Trials in the Age of COVID/SARS-2
As most New Jersey trial lawyers would know, ^ is a picture of the Hudson County Courthouse, which was built over a century ago. (click here for a detailed history of the building by jerseydigs). It is one of the most impressive and beautiful courthouses in the entire State. It was renamed the William J. Brennan, Jr. Courthouse in 1988 (the year I graduated high school). Brennan, was, of course, an Associate Justice of the United States Supreme Court after serving on our State Supreme Court. I will always remember the inscription above the front door: “Precedent Makes Law; If You Stand Well, Stand Still.” It is very hard for a lawyer to stand still, especially in a courtroom.
I have always liked going to the Brennan Courthouse. Perhaps because my father – who is also a lawyer – clerked there at the beginning of his law career in 1964/65. I digress.

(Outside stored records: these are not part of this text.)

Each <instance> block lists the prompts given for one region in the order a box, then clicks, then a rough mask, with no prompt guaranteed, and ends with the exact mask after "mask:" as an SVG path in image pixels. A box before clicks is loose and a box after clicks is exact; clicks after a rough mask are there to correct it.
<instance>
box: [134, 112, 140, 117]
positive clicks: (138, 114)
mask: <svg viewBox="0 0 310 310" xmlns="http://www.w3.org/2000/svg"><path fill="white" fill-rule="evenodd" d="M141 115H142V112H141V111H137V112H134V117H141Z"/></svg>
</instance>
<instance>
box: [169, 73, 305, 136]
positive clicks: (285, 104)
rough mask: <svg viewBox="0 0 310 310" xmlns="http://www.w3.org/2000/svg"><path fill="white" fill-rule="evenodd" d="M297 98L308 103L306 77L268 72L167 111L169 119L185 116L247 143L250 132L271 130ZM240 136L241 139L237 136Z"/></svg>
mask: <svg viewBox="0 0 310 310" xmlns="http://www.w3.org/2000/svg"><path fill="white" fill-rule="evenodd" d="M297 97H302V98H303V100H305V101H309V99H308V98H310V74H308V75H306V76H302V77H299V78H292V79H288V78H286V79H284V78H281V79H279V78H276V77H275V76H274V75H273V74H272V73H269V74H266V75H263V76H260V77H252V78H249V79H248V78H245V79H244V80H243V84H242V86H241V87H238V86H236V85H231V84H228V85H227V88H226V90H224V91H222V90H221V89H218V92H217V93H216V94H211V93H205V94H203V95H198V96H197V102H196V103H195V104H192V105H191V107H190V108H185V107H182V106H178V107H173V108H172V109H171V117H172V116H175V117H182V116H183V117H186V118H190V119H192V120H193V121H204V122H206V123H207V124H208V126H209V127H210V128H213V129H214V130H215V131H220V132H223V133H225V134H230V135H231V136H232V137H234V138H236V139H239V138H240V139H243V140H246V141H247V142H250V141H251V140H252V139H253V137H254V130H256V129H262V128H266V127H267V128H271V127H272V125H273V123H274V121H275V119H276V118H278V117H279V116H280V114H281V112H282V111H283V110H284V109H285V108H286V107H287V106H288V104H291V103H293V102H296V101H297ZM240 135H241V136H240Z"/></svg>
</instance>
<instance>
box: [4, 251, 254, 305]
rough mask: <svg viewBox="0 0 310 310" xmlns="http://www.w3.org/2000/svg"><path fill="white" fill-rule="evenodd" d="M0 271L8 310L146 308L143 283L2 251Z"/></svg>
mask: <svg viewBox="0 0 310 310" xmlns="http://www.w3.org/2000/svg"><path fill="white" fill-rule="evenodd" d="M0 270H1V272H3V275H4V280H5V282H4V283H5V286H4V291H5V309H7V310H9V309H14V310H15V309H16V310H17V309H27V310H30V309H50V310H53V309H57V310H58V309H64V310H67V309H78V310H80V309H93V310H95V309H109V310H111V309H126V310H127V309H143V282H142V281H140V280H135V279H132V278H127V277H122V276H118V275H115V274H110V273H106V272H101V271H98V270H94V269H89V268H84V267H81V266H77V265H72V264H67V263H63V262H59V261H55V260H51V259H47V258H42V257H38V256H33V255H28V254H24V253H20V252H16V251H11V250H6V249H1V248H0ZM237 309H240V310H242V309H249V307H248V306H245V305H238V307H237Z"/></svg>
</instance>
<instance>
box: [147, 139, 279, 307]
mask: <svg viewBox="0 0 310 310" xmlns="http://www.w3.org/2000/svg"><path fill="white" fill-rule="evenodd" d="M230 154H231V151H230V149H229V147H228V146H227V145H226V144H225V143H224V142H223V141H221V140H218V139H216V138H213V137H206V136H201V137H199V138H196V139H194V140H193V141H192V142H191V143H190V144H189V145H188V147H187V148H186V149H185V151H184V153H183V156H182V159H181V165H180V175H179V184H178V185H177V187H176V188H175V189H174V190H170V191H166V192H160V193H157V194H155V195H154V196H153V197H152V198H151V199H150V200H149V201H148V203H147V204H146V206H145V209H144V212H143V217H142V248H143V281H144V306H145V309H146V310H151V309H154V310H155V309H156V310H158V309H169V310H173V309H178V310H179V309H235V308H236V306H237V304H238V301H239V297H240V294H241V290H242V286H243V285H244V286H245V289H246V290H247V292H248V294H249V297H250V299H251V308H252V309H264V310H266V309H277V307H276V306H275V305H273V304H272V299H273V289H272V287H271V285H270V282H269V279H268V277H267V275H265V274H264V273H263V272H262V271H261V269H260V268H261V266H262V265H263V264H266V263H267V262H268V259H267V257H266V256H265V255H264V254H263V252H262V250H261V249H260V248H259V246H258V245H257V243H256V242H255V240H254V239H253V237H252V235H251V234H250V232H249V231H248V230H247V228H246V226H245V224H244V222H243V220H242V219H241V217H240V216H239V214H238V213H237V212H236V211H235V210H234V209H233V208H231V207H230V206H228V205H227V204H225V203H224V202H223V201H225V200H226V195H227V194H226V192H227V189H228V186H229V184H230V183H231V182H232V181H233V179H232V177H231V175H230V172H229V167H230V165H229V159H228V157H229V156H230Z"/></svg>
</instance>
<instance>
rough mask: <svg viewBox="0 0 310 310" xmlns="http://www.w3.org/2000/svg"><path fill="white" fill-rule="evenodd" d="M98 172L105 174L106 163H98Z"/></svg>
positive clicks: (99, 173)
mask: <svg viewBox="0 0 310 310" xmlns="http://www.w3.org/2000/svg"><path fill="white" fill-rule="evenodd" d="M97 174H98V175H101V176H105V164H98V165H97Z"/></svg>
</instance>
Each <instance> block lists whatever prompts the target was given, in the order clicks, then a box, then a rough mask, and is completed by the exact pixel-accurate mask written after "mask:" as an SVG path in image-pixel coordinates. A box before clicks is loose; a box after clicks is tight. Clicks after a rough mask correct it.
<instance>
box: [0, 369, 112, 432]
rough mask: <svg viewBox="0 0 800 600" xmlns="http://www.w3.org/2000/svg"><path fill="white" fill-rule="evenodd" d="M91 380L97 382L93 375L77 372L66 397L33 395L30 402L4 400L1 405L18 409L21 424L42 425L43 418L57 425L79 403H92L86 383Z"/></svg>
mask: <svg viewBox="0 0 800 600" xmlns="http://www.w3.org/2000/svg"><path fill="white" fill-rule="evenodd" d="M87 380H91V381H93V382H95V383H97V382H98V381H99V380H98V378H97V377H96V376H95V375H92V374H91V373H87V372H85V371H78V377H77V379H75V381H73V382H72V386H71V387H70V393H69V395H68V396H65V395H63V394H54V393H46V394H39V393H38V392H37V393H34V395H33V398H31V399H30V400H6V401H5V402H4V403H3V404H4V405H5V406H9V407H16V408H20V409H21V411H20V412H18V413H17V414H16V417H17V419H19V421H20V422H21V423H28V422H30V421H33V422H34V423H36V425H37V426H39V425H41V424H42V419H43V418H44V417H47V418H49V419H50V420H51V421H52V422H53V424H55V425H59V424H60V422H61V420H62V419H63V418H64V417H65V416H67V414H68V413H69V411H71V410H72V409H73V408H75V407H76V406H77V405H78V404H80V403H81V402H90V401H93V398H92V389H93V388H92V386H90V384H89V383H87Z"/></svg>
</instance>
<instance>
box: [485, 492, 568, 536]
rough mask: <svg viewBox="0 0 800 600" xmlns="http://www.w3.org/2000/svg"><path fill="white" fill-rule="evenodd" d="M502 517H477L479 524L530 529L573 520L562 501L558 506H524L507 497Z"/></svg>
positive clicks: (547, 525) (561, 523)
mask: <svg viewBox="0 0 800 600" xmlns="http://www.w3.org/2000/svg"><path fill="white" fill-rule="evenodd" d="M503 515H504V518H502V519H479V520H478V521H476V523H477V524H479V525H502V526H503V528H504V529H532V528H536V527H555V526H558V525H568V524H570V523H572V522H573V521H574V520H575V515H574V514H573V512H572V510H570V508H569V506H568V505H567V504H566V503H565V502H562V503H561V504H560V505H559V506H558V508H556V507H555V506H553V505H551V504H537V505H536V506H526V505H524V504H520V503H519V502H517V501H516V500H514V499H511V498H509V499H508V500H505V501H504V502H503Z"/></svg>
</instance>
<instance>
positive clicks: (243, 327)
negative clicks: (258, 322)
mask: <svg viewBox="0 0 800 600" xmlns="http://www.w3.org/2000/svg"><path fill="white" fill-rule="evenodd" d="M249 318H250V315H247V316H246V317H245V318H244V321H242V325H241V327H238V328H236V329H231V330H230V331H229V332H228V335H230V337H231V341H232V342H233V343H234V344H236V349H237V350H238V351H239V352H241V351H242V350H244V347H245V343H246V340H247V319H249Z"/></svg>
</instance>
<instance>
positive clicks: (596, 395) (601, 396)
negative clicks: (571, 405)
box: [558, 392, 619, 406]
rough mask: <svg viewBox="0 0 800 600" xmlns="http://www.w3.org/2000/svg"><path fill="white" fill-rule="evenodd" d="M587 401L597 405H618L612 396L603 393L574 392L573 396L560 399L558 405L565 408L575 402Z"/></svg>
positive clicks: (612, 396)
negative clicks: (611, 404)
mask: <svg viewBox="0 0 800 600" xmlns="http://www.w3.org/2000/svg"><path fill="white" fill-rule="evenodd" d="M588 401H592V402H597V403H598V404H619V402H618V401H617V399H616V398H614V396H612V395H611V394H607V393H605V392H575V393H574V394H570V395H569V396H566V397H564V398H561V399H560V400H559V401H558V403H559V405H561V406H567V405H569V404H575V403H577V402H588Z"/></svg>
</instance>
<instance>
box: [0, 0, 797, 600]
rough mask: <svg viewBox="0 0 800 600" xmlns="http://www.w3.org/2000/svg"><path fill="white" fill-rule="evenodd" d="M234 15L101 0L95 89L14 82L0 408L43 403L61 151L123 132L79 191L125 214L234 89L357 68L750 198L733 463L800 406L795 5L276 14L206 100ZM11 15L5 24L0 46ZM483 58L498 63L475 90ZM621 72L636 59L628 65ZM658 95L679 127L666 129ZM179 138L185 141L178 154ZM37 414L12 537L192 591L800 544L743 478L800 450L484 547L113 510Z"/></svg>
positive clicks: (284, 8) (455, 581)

The purpose of my post is to comment on the proposal to proceed with virtual trials. Or, maybe it’s to complain about the plan to proceed with virtual jury trials. Last month, a Notice to the Bar was posted for comment on the judiciary website – here. I am a trustee of the Morris County Bar Association, and the leaders of our Civil Practice Committee circulated and submitted detailed comments in response to the Notice to the Bar. I applauded their work.
Returning to the Hudson County Courthouse. I appeared before the Presiding Chancery Judge there in late February of 2020. Little did I know that would be my last in-person Court appearance for a very long time. The Judge came onto the bench – and greeted counsel with a hand-shake and then proceeded to hear oral argument. A familiar custom and practice for the last century in those hallowed halls. I prevailed that day in court – probably not so much because of my Darrow-esque oral argument – but a win’s a win.
Two weeks later, the Brennan Courthouse was closed. And nine months later, the judiciary is talking about VIRTUAL jury trials!
In September (2020), seven months later, I returned to the Brennan Courthouse for a bench trial (R. 401 hearing) with live witness testimony. It was great to be back in the Courthouse again albeit while wearing a mask and not standing close to my client or opposing counsel. Here’s the true point of my story. When a witness is required to appear in Court; Step-up into the witness stand; Get sworn-in sitting next to a judge in a black-robe (even if six feet askance), and be confronted with cross-examination by counsel – SOMETHING happens to that person and candor usually prevails. I liken the courthouse witness box to a truth-telling machine.
My experience tells me that witnesses are only affected when all elements are in place. It’s not the same when a witness is sworn-in and presents testimony at a deposition, or at a mediation (called a Commissioners’ Hearing in my field), or before a governmental body (i.e. planning board).
At least historically, Courthouses were designed to impress and intimidate. (I remember being in awe in the United States Supreme Court chamber). How can one not be impressed(or intimidated)?
That “truth-telling” phenomenon is only amplified when there is a jury staring at the witness.
I can’t prove the distinction between in-person in-Court proceedings versus out of Court or virtual proceedings. But, I cannot in good conscience consent to a lesser “virtual” proceeding when I am duty-bound to zealously represent my clients’ interests. I certainly appreciate that my clients’ rights and interests are not best served by no trials proceeding. I am hopeful that in-person bench trials will proceed swiftly now that vaccines are being doled out with all deliberate speed, and am optimistic that we will be able to represent our clients’ interests before a jury of their peers in a Courthouse.
In sum, I miss being in the courthouse advocating for my clients before a Judge and opposing counsel.